Keystone XL may thus be toast, which would allow victorious prairie activists to turn their attention to other threats to the environment.
Second, the NDP’s swift, sudden upset of Alberta’s Progressive Conservative long-standing regime—the PC had a lock on Alberta for 44 years—may be inspirational, if not instructive, to South Dakotans hoping for local regime change. Consider these maps from the CBC showing which party held Alberta’s “ridings” (that’s their version of legislative districts) in 2012 and what happened Tuesday night.
From just four Edmonton ridings out of 87 in the Alberta Legislative Assembly, NDP orange washed over 53 ridings in Alberta’s largest cities and the north and west regions of the province, while the right-wing Wild Rose Party (yes, say that three times fast) scooped up PC rural holdings. The PCs held 70 seats before the election; they now hold 10.
Not so long ago the NDP could only look on in frustration as Alberta’s disenchantment with the PCs led to a formidable challenge from the right. If Albertans wanted change, it seemed, they would bring forth the Wildrose Party as though from Ralph Klein’s rib. Alberta voters suffered from some sort of collective psychosomatic neck pain that prevented them from even turning their heads to the left. Being the NDP in Alberta was like being the Catholic Church in Saudi Arabia [Steve Burgess, “Go Home, Alberta, Said the Nation on Tuesday. You’re Drunk,” National Post, 2015.05.06].
Sound familiar, South Dakota Democrats?
How did Notley lead her party to this victory? University of Saskatchewan poli-sci prof Daniel Béland says by tapping populism and changing demographics while tamping back fears of radicalism:
“Notley was able to reassure people that she was someone credible, and someone who was not a radical who would try to really do things that the majority of the population would strongly oppose,” Béland told CBC News on Tuesday.
Béland said Alberta’s political history shows a deep populist streak, going back to the Social Credit. That populism was missing from former Alberta PC premiers Ed Stelmach and Jim Prentice, he added.
And according to Béland the province’s demographics have changed. A significant portion of the population was not born in Alberta [“NDP Win in Alberta ‘Stunning’ Says U of S Professor,”].
Changing demographics—ah, so that’s why GOED is ignoring immigration.
The NDP’s routing of Alberta conservatives is not necessarily an exact roadmap for South Dakota Democrats to follow to a majority in Pierre. It’s simply a political and historical lesson that, given a good party leader and an opposing party leaning too much toward hubris and corporate welfare, the Left’s political fortunes can change in a single election.

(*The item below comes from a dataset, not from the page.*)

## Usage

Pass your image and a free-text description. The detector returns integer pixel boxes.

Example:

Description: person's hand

p.s.: I don’t know if this move would spark any political revolutions, but it would be another way to end the need for oil pipelines: Hawaii’s legislature has passed a renewable fuel standard calling for all electricity in the state to be produced by solar, wind, and other renewable sources by 2045. Keep working on batteries and electric cars, and who’ll need tar sands oil?